Morte é tabu para mais de 70% dos brasileiros

Falar sobre a morte é um tabu para mais de 73% dos brasileiros. É o que mostra a pesquisa inédita, encomendada pelo Sindicato dos Cemitérios e Crematórios Particulares do Brasil (Sincep) e realizado pelo Studio Ideias, divulgada na segunda-feira (24) na abertura do evento "Inpirações sobre vida e morte", em São Paulo.

Os números jogam luz em características da nossa cultura e ajudam a entender o que o brasileiro pensa ao lidar com o fim da vida. Segundo o resultado da pesquisa, o brasileiro tem mais medo de perder alguém do que da própria morte. 

Veja abaixo alguns dados:

  • 82,4% dos brasileiros acham que não tem nada mais sofrido que a dor da perda de alguém
  • 79% acham que nunca é a hora certa
  • 63% acham que a tristeza está associada à morte
  • 48,6% não estão prontos para lidar com a morte de outra pessoa
  • 30% têm muito medo de morrer
  • 30,4% não sabem como ou com quem falar sobre morte
  • 10% acreditam que falar sobre atrai a morte

Dificuldade de falar no assunto

Para boa parte dos brasileiros, a morte está diretamente associada a sentimentos ruins como dor, tristeza e saudade, e isso faz com que as pessoas tenham dificuldade de falar sobre o assunto. Esta sensação não passa com o tempo.

"A maioria não gosta de falar sobre morte. A questão da idade não muda a relação, a gente não ganha familiaridade conforme envelhece. O assunto é tão distante que mesmo mais velho eu continuo não querendo conversar", explica Gisella Adissi, presidente do Sincep e dona de cemitério.

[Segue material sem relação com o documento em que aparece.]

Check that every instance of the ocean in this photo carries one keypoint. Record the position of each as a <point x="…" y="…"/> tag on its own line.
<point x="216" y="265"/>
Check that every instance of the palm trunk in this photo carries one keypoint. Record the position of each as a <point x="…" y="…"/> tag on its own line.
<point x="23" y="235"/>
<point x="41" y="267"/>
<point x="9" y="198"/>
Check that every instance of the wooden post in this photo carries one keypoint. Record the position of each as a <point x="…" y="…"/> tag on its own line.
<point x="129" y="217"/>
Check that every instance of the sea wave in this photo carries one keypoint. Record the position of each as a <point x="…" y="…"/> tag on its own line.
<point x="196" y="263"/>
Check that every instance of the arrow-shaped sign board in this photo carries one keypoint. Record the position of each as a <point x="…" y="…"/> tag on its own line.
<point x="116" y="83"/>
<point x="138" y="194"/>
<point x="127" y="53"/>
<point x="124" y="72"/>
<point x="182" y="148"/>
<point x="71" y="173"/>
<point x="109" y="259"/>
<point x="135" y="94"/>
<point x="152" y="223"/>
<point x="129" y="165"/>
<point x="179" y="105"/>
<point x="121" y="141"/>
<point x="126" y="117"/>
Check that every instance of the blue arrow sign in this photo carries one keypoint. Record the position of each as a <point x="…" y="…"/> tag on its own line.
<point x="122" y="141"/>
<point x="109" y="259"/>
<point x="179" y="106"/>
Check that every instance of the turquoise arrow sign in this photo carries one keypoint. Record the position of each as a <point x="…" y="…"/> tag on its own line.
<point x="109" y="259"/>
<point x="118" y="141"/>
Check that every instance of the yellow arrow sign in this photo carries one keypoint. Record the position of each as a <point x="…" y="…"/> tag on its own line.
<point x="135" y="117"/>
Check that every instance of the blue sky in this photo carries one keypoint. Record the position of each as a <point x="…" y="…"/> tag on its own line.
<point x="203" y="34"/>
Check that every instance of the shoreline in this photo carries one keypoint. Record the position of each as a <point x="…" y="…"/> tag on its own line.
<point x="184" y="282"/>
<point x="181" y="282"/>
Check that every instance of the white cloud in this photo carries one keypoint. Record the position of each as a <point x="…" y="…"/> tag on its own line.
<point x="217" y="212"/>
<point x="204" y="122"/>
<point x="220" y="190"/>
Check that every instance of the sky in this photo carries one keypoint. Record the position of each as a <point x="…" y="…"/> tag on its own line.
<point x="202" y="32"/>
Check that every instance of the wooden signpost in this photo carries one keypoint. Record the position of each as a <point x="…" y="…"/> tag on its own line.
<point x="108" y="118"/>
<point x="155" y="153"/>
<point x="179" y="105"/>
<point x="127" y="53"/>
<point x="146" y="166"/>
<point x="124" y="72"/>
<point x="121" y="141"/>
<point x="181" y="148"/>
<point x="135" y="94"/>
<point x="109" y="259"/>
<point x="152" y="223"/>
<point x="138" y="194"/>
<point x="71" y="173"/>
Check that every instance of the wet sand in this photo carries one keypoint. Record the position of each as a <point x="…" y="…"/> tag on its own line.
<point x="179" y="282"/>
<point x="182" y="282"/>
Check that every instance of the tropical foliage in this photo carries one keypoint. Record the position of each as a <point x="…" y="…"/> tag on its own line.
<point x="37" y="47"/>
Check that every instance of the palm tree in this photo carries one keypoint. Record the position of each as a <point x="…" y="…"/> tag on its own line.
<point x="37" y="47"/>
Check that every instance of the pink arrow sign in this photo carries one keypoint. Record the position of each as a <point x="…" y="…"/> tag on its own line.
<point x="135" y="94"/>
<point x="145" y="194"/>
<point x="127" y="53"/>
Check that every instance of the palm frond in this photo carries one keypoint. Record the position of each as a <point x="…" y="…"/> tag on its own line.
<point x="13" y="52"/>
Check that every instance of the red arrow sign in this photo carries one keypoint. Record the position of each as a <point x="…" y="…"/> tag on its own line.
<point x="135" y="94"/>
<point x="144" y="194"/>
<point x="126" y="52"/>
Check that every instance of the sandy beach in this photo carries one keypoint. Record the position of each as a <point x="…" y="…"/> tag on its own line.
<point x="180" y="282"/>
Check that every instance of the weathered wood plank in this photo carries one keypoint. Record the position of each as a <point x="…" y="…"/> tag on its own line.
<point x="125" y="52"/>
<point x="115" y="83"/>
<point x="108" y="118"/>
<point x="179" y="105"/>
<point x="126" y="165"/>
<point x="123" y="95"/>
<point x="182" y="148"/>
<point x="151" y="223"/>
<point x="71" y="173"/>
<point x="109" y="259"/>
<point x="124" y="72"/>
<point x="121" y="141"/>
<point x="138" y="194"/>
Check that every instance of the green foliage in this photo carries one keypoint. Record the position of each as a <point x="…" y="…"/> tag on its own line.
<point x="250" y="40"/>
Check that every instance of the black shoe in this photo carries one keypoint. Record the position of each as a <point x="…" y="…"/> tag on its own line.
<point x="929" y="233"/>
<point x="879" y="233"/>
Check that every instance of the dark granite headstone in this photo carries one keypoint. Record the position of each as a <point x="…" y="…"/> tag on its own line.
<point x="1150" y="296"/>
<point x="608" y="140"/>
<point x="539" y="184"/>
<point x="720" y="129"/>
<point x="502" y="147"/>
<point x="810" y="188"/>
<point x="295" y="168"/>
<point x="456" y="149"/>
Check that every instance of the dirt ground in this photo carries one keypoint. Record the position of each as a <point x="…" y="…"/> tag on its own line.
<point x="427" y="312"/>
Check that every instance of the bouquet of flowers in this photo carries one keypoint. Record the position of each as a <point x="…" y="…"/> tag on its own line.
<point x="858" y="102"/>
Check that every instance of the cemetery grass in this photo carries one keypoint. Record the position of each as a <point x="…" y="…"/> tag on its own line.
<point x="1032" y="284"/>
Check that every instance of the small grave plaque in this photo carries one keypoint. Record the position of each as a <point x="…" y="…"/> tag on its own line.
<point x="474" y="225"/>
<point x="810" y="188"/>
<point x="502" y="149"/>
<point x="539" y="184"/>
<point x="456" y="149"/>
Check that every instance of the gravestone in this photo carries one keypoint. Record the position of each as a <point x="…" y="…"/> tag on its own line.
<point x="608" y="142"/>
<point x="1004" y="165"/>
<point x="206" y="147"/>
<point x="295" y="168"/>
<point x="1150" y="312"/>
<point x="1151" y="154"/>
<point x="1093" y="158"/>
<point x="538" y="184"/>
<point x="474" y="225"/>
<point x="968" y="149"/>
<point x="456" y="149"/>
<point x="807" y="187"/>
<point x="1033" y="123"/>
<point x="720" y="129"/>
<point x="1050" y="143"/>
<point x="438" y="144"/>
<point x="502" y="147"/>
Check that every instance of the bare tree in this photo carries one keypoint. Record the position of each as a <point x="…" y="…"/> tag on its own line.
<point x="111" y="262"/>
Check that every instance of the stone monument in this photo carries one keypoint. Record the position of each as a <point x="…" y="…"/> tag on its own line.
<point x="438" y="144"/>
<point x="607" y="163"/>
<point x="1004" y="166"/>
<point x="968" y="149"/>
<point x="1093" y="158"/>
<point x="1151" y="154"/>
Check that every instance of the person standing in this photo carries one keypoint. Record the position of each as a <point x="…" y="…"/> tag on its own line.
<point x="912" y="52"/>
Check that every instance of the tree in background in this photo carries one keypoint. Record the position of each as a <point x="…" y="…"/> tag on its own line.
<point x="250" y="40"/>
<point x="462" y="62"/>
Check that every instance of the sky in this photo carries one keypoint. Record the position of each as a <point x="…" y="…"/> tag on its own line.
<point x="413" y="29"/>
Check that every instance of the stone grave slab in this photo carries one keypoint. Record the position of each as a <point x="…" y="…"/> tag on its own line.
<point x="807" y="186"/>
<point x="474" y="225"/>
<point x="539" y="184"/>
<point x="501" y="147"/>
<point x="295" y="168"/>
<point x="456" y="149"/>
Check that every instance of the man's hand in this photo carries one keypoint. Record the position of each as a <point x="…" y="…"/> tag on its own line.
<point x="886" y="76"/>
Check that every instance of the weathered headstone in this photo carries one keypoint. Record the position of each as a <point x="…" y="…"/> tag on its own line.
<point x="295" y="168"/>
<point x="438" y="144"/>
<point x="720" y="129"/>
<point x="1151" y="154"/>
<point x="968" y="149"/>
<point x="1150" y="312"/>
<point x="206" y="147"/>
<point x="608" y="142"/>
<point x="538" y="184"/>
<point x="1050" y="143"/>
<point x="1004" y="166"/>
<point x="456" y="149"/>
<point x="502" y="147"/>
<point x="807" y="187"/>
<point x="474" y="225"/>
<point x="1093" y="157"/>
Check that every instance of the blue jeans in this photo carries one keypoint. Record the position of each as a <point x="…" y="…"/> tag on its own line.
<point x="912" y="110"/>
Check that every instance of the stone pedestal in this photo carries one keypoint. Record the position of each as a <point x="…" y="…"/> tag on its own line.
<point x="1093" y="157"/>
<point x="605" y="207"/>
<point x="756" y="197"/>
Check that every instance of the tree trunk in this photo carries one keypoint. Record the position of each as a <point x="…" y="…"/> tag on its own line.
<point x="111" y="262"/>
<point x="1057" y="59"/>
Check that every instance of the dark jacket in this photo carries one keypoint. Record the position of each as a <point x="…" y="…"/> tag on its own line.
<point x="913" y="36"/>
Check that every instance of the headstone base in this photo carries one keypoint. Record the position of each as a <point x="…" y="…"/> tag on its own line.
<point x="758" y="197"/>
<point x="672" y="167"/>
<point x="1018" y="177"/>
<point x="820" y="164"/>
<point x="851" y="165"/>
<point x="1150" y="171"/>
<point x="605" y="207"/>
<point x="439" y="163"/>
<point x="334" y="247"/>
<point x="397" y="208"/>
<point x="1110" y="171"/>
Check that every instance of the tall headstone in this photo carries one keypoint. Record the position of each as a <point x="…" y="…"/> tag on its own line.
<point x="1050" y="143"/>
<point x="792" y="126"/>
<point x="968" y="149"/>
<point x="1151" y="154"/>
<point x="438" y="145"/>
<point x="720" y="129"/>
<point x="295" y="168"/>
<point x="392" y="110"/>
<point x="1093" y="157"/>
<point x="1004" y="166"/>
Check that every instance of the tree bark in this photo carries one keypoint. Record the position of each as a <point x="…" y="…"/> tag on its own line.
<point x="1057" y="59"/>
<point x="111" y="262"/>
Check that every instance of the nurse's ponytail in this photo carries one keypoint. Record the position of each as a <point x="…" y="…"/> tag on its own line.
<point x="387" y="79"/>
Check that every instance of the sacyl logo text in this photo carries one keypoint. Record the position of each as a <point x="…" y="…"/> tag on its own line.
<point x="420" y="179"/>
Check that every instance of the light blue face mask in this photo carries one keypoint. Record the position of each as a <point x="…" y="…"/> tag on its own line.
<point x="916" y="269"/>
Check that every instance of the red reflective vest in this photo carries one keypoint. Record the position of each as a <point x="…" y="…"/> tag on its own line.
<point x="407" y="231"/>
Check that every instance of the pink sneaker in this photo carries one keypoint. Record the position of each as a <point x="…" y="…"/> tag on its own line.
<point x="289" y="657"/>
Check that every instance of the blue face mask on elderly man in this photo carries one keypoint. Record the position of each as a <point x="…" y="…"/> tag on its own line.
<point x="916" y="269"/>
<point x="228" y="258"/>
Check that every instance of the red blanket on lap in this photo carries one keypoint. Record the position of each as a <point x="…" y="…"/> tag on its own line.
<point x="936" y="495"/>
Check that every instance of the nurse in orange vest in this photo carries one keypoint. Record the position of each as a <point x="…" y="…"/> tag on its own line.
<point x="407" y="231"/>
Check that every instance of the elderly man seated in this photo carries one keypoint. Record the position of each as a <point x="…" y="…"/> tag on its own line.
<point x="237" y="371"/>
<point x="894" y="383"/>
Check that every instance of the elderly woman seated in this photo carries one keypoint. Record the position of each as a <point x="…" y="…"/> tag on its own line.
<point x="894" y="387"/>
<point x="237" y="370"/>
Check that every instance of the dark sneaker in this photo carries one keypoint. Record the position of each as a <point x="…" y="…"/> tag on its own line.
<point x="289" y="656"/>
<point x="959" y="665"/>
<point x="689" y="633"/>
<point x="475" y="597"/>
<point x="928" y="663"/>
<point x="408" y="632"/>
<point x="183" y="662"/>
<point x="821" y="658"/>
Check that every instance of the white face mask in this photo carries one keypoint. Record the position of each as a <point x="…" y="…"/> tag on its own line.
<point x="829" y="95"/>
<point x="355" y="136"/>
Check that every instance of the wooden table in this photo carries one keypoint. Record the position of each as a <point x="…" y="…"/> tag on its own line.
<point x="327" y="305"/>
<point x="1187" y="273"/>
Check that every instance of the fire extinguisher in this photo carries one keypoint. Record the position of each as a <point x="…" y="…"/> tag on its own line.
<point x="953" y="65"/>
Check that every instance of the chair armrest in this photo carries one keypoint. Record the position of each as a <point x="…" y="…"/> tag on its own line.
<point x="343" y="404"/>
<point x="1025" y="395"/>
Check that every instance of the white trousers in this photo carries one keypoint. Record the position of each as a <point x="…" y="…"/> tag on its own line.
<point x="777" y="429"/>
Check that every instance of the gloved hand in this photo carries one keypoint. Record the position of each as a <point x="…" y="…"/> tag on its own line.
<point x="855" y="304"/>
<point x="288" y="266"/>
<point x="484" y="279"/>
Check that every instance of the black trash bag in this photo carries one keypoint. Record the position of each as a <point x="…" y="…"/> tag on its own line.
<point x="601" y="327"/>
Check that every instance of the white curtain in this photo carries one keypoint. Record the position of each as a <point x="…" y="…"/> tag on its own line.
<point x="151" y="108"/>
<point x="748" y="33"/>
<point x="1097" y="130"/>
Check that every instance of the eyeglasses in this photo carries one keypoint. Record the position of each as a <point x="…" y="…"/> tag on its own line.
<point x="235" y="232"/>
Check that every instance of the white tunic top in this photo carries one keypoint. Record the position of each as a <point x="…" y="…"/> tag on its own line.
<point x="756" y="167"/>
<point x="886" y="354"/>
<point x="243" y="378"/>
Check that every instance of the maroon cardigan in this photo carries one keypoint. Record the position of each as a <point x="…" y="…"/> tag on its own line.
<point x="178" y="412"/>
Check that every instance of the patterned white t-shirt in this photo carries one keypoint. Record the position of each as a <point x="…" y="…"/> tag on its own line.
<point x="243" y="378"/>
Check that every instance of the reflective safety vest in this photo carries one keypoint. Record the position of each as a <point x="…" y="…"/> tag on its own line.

Somente 21% dos jovens discutem o tema e o assunto não fica muito mais recorrente ao longo da vida. Acima dos 55 anos, apenas 32,5% conversam sobre morte. Entre as mulheres, o tema é ligeiramente mais recorrente: 29,3%.

Assunto íntimo

A dificuldade nem sempre reside na perda de alguém ou no medo da morte, mas no receio de ter uma conversa considerada íntima (57,4% acreditam que o tema pertence à intimidade) e que traz à tona justamente os sentimentos ruins associados ao tema. Isso é o que acreditam 76% dos entrevistados.

Para mais de 48%, falar sobre o assunto é depressivo e para 27,8% é mórbido. Para mais de 30%, morte é algo solitário e não deve ser dividido.

Além disso, a dificuldade de lidar com os próprios sentimentos também colabora para que a discussão seja considerada um tabu: 17% declararam não gostar de deixar transparecer seus sentimentos e 7,2 % acreditam que falar sobre a morte é um sinal de fraqueza.

A 'morte' dos rituais

Os rituais relacionados à morte também mudaram. Mais de 50% dizem não participar da missa de 7º dia, antes tradicional. O uso do preto também não é mais visto como necessário.

"A gente percebe que os rituais estão perdendo significado. As pessoas ainda reconhecem o enterro e o velório, mas não reconhecem mais a missa de 7º dia. Isso tem a ver com a geração, os mais velhos se dedicam mais ao velório, ao protocolo. Já os mais novos tem outra relação com o ritual, não querem ficar tanto tempo ali, por exemplo", explica Adissi.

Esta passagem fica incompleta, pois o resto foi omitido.